Harley Quinn, 1992 yılında hayatımıza giren yakın dönem çizgi roman karakterlerinden biridir. Bugün oldukça popüler olan pek çok kurgusal kahraman, 1960’larda ortaya çıkan çizgi roman patlamasında yaratılmıştı. Harley Quinn isimli sıra dışı karakterin çizgi romanlarda kendine yer bulması, Batman ve Joker gibi başarısından emin olunan kahramanların olgunlaştığı sıralara tekabül eder.
DC çizgi roman evreninde Harley Quinn, başta tek sayılık bir karakter olarak 1992 yılında Paul Dini ve Bruce Timm tarafından yaratıldı. Batman: The Animated Series’in 22. bölümüne konuk olan Harley, bir süredir kendini yineleyen kahraman profiline yeni bir soluk getirdiği için kısa sürede kalıcı bir kimlik kazandı. Depresif ve şakacı kişiliği ile çizgi romanlardaki Harley Quinn tezahürü o kadar sevildi ki, “Yılın En İyi Tek Sayılık Çizgi Romanı” ödülüne layık görüldü.
Harleen Quinzel’den Harley Quinn’e
Harley Quinn, her zaman psikopat bir savaşçı değildi. Daha öncesinde son derece tahmin edilebilir bir hayat süren karakterin asıl adı Harleen Quinzel’dir. Ailesi nedeniyle yaşadığı trajik çocukluk döneminden sonra psikoloji alanına yönelen Harleen, bu alanda ilerleyerek başarılı bir psikiyatrist olmaya karar verir. Aynı anda Gotham Üniversitesi’ndeki eğitimine devam ederken Arkham Asylum’da stajyer psikiyatristlik yapan Harleen Quinzel’ın hayatı, tedavisinden sorumlu olduğu Joker’le tanışınca tamamen değişir.

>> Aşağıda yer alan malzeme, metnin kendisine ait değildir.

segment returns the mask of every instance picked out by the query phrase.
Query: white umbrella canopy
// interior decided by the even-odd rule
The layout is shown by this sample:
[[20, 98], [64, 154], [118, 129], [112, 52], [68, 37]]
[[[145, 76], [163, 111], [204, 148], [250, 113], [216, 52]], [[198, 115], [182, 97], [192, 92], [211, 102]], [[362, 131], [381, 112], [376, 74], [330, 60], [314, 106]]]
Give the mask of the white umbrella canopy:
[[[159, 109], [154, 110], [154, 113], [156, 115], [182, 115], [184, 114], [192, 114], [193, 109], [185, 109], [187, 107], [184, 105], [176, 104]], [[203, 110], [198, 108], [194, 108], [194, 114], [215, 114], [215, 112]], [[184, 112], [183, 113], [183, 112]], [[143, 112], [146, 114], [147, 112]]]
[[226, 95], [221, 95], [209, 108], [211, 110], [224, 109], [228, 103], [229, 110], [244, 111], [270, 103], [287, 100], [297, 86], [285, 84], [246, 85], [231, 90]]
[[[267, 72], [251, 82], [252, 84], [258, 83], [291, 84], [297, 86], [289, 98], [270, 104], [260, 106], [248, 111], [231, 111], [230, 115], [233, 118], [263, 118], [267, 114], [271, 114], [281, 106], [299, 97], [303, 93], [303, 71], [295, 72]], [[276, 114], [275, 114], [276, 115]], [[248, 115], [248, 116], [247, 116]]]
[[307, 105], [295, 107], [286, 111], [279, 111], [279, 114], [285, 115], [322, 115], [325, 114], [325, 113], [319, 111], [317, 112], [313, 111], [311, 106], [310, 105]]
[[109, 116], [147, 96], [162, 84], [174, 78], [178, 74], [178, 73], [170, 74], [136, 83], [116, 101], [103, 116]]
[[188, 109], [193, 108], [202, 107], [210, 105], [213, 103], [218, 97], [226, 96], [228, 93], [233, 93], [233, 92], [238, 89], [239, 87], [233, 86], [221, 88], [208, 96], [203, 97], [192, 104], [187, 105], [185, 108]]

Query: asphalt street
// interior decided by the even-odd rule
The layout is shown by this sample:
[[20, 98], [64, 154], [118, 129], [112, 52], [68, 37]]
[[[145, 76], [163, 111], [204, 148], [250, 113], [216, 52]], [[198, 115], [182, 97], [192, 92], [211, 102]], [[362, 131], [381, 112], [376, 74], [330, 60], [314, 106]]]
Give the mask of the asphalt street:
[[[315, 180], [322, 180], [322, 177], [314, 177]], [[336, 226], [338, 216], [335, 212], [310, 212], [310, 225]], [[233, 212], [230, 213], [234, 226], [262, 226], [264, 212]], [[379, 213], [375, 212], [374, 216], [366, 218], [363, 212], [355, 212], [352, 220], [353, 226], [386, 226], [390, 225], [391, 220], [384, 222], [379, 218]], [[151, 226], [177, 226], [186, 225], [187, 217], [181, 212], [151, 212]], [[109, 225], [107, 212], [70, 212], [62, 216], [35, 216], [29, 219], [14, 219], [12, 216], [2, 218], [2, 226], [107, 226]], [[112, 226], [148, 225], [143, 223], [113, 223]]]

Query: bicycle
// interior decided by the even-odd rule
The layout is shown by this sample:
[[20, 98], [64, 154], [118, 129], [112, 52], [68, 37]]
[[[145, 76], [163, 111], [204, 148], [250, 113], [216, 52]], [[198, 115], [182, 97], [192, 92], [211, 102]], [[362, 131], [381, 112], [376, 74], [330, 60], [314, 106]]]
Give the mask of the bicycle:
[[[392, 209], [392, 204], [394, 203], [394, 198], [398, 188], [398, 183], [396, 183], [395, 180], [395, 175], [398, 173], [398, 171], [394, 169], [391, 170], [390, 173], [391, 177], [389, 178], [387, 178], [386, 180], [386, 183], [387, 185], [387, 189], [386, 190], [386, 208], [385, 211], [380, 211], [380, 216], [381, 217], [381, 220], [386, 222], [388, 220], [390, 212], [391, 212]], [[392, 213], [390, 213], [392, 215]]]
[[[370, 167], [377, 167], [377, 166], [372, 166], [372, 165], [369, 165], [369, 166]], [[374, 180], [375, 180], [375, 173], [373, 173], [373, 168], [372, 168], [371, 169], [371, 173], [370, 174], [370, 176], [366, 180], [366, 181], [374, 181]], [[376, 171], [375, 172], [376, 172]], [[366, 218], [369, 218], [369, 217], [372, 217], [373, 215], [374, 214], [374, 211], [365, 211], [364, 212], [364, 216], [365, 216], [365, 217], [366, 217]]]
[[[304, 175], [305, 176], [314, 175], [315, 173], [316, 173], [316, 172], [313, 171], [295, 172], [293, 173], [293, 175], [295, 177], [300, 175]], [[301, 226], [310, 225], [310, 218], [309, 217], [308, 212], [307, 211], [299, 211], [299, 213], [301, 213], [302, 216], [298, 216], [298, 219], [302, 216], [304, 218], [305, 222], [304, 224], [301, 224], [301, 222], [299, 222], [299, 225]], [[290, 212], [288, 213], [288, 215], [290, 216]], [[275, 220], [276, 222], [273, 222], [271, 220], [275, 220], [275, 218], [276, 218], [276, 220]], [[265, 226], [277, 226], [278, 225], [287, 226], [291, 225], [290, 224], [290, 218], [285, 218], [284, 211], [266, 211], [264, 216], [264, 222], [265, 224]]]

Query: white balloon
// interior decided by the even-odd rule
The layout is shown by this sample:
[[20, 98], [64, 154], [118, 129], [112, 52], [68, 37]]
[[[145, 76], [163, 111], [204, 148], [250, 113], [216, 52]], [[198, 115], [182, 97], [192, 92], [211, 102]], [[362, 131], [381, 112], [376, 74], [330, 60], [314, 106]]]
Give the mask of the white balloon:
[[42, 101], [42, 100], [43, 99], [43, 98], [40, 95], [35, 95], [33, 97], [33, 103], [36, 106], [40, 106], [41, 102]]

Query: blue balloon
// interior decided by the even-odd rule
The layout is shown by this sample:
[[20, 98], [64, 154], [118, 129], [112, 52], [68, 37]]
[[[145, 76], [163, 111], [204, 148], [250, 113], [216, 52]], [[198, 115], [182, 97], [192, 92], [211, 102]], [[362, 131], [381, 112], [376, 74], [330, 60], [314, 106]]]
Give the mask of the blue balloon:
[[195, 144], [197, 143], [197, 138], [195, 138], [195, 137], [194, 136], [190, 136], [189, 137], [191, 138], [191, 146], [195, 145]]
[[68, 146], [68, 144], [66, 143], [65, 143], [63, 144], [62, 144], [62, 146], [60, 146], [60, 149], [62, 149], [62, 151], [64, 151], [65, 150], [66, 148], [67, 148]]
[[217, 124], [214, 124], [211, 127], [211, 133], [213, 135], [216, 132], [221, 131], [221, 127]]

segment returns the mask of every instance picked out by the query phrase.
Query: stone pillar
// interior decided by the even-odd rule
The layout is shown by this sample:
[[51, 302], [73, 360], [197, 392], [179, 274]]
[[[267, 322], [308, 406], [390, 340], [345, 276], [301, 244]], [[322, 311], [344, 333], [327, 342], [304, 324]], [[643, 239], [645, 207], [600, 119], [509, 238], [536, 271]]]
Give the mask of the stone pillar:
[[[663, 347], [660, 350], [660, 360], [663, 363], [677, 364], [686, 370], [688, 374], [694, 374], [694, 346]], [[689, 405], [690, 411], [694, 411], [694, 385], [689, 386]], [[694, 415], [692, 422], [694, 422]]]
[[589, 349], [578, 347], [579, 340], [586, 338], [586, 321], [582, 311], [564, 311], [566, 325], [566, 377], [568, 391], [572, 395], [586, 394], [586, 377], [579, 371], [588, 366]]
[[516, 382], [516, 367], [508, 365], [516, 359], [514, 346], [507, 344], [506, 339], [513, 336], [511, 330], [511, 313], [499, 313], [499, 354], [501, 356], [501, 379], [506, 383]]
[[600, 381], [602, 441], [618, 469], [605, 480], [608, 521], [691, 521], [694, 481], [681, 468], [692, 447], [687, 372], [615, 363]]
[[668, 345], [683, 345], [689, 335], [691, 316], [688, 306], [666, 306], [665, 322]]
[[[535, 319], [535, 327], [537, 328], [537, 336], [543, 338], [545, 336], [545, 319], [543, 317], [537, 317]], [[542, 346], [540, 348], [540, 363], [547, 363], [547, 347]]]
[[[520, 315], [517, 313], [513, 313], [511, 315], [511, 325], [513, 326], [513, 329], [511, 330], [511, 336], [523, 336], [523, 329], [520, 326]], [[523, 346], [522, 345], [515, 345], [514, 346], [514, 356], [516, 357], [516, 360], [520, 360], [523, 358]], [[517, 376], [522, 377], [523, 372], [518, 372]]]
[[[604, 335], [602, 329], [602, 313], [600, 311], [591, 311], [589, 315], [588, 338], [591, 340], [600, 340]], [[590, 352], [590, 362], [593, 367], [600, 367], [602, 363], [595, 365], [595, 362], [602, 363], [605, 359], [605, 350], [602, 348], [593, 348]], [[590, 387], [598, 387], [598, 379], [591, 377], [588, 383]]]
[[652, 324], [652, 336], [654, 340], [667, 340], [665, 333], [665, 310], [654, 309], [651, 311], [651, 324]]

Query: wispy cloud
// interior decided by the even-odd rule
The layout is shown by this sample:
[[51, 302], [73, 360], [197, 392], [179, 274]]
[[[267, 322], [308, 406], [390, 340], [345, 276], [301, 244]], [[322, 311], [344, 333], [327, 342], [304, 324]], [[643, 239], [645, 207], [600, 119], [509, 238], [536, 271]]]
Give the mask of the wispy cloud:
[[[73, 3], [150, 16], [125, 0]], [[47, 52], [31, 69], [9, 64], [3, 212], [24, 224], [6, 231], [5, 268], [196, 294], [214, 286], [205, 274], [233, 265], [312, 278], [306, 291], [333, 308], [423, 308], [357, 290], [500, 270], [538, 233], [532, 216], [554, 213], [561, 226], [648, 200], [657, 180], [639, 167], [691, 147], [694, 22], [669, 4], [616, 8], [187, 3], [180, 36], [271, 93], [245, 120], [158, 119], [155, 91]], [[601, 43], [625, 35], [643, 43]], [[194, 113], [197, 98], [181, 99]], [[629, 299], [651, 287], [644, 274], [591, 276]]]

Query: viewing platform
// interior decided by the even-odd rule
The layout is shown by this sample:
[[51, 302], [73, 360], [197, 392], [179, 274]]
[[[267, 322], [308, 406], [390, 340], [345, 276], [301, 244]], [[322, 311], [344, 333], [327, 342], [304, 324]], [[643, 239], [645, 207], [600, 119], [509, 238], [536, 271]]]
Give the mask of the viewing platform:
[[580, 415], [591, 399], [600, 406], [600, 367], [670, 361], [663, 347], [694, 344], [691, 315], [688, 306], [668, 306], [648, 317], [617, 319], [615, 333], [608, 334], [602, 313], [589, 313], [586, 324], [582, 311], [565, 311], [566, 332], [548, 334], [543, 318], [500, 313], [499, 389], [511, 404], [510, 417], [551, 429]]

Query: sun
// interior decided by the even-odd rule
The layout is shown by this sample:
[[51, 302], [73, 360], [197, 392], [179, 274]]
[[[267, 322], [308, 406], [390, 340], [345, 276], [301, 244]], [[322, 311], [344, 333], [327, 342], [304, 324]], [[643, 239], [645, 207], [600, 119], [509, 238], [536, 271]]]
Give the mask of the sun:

Harley Quinn, çizgi romanlarda ve beyaz perdede Joker’e duyduğu saplantısal aşkla geniş yer tutar. Bu toksik aşkın temelleri de, Joker’le yaptığı seanslar sırasında atılmış olur. Harley Quinn kısa sürede Joker’e aşık olur, onu kimsenin anlamadığını ve hak etmediği muamelelerle karşılaştığını düşünür. Bunun sonuncunda kariyerini ve kimliğini geride bırakarak Joker’in kaçmasına yardım eder. Artık, Harley Quinn adıyla Joker’e yardım eden bir suçluya dönüşmüştür.
Joker ve Harley Quinn
Joker ve Harley Quinn arasında destansı ve romantik bir ilişki olduğunu söylemek hayli zor. Bu zoraki ilişki daha çok Harley Quinn’in obsesif bir şekilde duyduğu bağlılıkla devam ediyordu. Hatta bu ilgiden rahatsızlık duyan Joker’in çizgi romanlarda birçok kez Harley’i öldürmeye çalıştığı işlendi. Ancak koşullar ne kadar değişirse değişsin uzun süreli psikolojik problemlerle boğuşan Harley Quinn’in Joker’e duyduğu büyük aşk hiç değişmedi.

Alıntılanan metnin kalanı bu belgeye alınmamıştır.